Improved behaviour? Improved GCSE results? A drop in the re-offending rate of former prisoners? It sounds like a good idea, whatever the strategy is to achieve it. Following a yearlong enquiry into its efficacy, MPs this week were introduced to mindfulness, which, it is claimed, can deliver all of the above – the great panacea for the human condition. A call to roll out mindfulness, or secular meditation, across the public sector is expected to come soon – not to nurture the growth of children and young people, but to raise standards and improve productivity. It’s the same message as the one underpinning character education – fix people, fix the economy.
So what is it? The tradition of mindfulness is rooted in Buddhism and stretches back over 2400 years. It’s about learning to control your breathing, your thoughts and your feelings – a form of cognitive therapy. It’s about directing focused attention to experiences as they happen in order to understand oneself and one’s responses. Some psychologists suggest that it is a technique which should not be consumed blindly or even that it can exacerbate negative feelings, including panic and depression.

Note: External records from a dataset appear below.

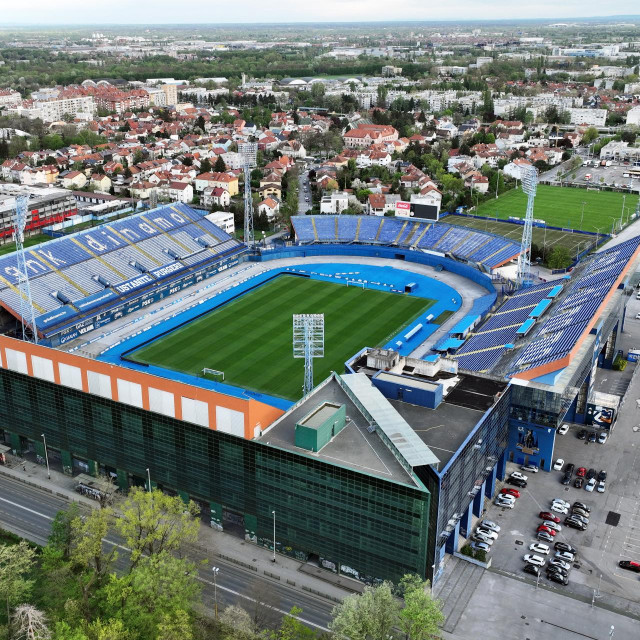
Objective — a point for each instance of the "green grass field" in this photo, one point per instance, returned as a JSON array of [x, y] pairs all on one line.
[[575, 242], [250, 338], [562, 207]]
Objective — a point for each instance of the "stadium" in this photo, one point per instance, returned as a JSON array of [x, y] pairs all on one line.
[[164, 351]]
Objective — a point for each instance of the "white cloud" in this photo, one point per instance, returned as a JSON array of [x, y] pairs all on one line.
[[45, 12]]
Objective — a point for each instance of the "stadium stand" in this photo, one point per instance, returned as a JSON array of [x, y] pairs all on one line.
[[559, 334], [121, 257], [462, 243]]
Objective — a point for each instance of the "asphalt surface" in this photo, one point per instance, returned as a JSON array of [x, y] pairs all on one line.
[[28, 512]]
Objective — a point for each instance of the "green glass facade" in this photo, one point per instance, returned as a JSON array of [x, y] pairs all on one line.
[[368, 526]]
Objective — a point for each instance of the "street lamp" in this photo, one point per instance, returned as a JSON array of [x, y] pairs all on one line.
[[46, 456], [215, 590], [273, 513]]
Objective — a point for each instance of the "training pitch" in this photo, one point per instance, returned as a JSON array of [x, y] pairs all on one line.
[[250, 338], [562, 207]]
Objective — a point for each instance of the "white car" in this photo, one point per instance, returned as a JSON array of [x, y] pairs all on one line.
[[538, 547], [488, 524], [531, 558], [530, 467], [552, 525], [565, 555]]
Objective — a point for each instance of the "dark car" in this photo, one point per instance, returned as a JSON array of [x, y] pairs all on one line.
[[574, 523], [558, 577], [629, 565], [564, 546]]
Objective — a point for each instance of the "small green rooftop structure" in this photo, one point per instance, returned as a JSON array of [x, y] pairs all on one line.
[[318, 427]]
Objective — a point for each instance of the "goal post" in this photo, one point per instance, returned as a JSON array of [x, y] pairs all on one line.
[[213, 372]]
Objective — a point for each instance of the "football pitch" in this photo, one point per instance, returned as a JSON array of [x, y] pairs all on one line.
[[562, 207], [250, 338]]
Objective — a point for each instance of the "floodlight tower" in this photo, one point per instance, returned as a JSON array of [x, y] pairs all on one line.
[[529, 178], [27, 312], [249, 153], [308, 343]]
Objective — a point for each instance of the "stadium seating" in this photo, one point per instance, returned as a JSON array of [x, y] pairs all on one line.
[[151, 240], [460, 242]]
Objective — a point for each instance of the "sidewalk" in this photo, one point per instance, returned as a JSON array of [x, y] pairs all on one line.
[[212, 544]]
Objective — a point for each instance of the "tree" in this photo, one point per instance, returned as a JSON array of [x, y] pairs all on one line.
[[422, 616], [368, 616], [16, 563], [560, 258], [29, 623], [152, 522]]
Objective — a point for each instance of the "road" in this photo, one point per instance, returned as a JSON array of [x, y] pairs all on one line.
[[28, 512]]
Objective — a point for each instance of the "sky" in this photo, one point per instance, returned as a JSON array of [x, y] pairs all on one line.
[[46, 12]]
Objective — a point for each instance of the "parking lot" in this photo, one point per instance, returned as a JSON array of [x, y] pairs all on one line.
[[613, 533]]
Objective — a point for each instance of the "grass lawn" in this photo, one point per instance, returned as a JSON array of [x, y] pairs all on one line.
[[562, 207], [573, 241], [250, 338], [10, 247]]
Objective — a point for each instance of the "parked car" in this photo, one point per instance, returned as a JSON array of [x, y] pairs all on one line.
[[565, 546], [629, 565], [574, 523], [558, 577], [539, 548], [531, 558], [541, 527], [544, 536], [489, 524], [547, 515], [530, 467]]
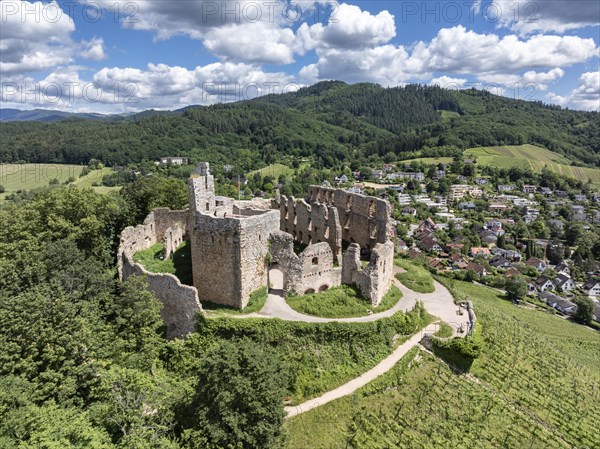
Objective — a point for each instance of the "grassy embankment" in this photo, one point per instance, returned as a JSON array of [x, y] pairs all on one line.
[[536, 385]]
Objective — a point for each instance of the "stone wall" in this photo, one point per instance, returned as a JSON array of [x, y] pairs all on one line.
[[376, 278], [364, 219], [310, 271], [180, 302], [310, 224], [229, 255]]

The originator of mindfulness, Jon Kabat-Zinn, professor of medicine emeritus at the University of Massachusetts, makes a big claim about its effectiveness, saying that those using it ‘will be addressing some of the most pressing problems of society at their very root – at the level of the human heart and mind.’ He certainly identifies the crux of the issue – the most pressing problems of society are, indeed, caused by the human heart and mind, but by what the Bible calls sin, and the problem of sin can’t be solved by secular meditation. As the prophet Jeremiah pointed out: ‘The heart is deceitful above all things and beyond cure’ (Jeremiah 17:9 NIV). Only God has the cure, through the forgiveness of our sin.
So if mindfulness is about changing the human heart, can Christians engage in it? No, because we cannot transform our own hearts and minds. Christian meditation is different from all other forms of meditation because it involves focusing our minds outward on God rather than inward on ourselves. There are three components to Christian meditation; it is grounded in the Bible, it responds to the love of God and it leads to worship of God.
The Bible tells us to ‘Keep this Book of the Law always on your lips; meditate on it day and night, so that you may be careful to do everything written in it’ (Joshua 1:8). So rather than focus on personal thoughts, feelings and experiences, we focus on God’s word, allowing God’s love to fill our thoughts as we worship Him.
The key to our behaviour becoming more like Christ’s isn’t to be found in mindfulness. It’s to be found in allowing our minds to be transformed so that we see our behaviour and interpret our experiences not from a personal perspective, but from a God-perspective. We don’t ask how we might speak or act, we ask what God would have us say and how God would have us act. As the apostle Paul wrote: ‘let God transform you into a new person by changing the way you think. Then you will learn to know God’s will for you, which is good and pleasing and perfect’ (Romans 12:2 NLT).
While there’s no doubt that relaxation and the ability to identify feelings and their impact on our relationships are essential life skills, secular meditation is not the way to develop them. Humanity is not the protagonist in God’s story – God is. That’s why Paul urges us to: ‘Fix your thoughts on what is true, and honourable, and right, and pure, and lovely, and admirable. Think about things that are excellent and worthy of praise’ (Philippians 4:8).
In contrast, mindfulness is nothing more, and nothing less, than the ultimate selfie of the soul.